I remember sitting through a funeral ceremony at the mosque for a relative of one of the mosque attendees some time back. The prayer leader’s remarks included the familiar reminders on the transience of life and the need for conscientiousness about death’s imminence. However much funerals are moments to honor the life and memory of someone close while grappling with our own finitude, they are also critical moments for us to learn how to cope with grief. The imam slowly concluded his speech by offering a few words of advice on how to deal with trialsome periods like death. He mentioned reading the Qur’an after every prayer, and adding, “if a misfortune befalls you, remember the pains of the family of the Prophet”.

This is an oft-quoted line in different Shi’i Muslim majālis. I remember pausing on hearing the advice, having the persona of Imam Hussayn (a) conjure in my mind.

Today, after having witnessed the burial of a beloved friend – i’ll need time and focus. But at the moment, i’ll find consolation in the serenity and innocence she lived and left behind. The kind of unwavering surrender, islam, to Love’s call that can, in her situation, only be miraculous. I see beauty.

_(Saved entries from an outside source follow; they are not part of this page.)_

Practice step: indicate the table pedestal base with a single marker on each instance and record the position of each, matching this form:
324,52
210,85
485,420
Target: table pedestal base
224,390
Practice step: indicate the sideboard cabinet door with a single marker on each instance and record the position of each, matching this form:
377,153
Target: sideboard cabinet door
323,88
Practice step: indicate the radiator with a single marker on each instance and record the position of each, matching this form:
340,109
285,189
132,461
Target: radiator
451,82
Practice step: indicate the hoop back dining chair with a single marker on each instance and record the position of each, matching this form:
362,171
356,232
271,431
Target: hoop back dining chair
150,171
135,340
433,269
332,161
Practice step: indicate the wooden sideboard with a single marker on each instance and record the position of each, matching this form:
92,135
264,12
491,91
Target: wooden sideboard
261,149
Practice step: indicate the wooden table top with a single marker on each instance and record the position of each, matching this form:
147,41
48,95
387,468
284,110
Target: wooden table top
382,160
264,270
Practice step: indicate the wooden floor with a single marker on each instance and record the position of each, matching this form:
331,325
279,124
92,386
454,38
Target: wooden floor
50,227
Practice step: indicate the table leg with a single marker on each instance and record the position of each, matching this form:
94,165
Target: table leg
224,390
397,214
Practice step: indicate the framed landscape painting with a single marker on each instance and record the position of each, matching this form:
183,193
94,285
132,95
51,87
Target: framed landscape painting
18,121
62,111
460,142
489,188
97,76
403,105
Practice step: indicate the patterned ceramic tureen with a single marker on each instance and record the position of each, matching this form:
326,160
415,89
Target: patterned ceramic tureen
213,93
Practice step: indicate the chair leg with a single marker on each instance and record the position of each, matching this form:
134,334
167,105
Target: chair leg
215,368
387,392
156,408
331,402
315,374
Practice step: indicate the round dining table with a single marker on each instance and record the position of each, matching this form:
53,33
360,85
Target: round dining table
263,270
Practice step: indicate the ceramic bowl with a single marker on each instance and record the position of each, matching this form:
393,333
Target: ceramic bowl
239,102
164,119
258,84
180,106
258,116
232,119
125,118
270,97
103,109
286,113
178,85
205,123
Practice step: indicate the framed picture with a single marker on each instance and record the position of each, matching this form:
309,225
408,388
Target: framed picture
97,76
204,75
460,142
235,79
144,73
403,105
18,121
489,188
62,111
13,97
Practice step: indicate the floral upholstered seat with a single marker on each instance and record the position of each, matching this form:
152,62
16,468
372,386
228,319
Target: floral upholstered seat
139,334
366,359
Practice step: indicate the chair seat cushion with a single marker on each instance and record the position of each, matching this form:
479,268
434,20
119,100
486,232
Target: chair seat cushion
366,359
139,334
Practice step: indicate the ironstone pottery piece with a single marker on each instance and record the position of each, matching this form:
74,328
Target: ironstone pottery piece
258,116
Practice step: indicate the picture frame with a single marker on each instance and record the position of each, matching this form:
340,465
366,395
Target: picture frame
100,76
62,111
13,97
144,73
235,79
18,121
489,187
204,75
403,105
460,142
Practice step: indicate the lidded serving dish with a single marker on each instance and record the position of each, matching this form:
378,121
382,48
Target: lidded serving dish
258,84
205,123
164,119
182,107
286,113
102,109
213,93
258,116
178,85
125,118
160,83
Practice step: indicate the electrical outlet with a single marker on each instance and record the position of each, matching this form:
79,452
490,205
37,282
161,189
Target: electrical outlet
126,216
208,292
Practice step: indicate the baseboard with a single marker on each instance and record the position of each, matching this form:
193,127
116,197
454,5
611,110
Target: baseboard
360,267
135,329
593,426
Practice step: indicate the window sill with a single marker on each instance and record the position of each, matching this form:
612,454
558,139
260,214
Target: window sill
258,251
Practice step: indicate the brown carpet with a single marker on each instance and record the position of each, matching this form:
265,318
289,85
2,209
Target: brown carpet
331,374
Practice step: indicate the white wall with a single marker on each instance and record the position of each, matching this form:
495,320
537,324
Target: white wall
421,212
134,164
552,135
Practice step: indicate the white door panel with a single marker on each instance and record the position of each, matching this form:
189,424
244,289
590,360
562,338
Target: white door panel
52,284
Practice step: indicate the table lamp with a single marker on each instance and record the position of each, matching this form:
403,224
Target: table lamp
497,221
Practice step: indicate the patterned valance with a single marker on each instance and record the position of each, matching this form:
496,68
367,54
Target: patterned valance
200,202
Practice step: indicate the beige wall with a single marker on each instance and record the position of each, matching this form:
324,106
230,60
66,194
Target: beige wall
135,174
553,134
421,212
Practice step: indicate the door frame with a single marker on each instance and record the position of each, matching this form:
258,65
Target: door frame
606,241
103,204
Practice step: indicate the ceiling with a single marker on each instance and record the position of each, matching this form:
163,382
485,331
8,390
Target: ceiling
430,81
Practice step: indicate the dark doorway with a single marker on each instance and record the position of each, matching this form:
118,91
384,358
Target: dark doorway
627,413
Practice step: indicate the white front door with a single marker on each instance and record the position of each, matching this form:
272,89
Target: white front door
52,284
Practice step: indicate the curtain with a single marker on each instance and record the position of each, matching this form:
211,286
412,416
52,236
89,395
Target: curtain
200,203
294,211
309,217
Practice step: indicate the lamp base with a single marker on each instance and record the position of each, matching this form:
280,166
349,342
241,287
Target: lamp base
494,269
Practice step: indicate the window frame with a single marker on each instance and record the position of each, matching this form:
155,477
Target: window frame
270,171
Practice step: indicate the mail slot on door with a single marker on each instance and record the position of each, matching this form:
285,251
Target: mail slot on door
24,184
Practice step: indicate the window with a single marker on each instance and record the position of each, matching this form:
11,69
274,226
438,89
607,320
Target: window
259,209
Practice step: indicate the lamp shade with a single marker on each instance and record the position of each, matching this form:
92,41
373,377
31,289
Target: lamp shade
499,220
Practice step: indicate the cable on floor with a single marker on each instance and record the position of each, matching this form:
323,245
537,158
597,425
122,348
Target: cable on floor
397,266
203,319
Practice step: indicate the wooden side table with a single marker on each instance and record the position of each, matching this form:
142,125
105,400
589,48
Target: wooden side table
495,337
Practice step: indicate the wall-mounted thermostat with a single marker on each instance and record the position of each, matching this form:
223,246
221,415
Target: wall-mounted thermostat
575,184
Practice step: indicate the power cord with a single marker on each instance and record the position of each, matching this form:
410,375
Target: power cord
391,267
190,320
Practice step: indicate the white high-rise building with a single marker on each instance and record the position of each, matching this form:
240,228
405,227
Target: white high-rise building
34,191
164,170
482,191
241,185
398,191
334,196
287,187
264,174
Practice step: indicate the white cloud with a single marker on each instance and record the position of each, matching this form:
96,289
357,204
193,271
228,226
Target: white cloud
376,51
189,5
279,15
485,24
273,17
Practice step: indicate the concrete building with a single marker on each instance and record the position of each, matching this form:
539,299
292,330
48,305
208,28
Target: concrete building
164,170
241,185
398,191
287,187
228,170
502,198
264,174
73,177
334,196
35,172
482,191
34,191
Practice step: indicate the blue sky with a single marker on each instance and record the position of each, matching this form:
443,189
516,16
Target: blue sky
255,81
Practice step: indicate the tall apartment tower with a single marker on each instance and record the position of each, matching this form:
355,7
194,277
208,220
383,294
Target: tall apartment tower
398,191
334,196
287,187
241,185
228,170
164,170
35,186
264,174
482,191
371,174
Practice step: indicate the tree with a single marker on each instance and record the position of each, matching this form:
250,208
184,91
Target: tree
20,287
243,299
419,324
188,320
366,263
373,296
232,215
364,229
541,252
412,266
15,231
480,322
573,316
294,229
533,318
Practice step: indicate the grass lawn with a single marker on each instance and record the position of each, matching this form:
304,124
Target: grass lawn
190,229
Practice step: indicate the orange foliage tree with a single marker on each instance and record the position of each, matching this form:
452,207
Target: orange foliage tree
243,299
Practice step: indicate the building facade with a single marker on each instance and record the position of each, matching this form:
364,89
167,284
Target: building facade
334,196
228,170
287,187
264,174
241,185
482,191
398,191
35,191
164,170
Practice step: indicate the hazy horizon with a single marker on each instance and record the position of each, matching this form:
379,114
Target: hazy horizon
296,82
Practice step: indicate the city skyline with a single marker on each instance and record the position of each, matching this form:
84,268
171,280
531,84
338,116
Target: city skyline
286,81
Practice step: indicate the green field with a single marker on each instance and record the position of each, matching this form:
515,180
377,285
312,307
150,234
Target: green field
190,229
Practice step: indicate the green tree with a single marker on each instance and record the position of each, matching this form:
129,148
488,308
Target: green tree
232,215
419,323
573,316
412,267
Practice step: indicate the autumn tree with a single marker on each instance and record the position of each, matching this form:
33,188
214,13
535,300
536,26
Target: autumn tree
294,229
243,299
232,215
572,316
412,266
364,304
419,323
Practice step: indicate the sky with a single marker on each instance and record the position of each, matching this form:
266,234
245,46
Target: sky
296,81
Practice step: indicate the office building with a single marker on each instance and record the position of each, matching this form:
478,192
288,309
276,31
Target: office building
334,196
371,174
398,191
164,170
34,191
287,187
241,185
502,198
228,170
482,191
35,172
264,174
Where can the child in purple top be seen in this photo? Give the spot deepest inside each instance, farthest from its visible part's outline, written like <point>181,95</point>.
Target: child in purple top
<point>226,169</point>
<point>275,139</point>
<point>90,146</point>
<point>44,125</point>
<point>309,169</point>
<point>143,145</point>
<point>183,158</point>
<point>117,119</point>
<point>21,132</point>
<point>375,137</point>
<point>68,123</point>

Commemorating Muharram, contemplating a history that is scarred, but meaningful still, offers its consolation now. Translating beautiful elegies that are not meant as lamentation, but pleas for us to reform – also soothes. perhaps an odd word, but now, now, what’s slow and difficult in my soul finds comfort in remembering the sacrifices of the Prophet (saws), of Imam Hussayn (a), of Sayyida Zaynab (a). Individuals who don’t see anyone but God. Who break, who struggle… but beautifully. And more critically, willingly. Remembering the pain of the Prophet, of his family because their pain is for truth. It’s for God. It’s a cry against all those who think life has nothing to say, that existence is not beautiful.

I am blessed. Because I witnessed my friend’s struggle embody this. If only I keep remembering. If only I don’t make this about me, my weaknesses. If only, I keep calling her to my heart as she truly was, is.

Kullu man alaiha faan, illa wajhu rabbika dhul jalali wa-l-ikram.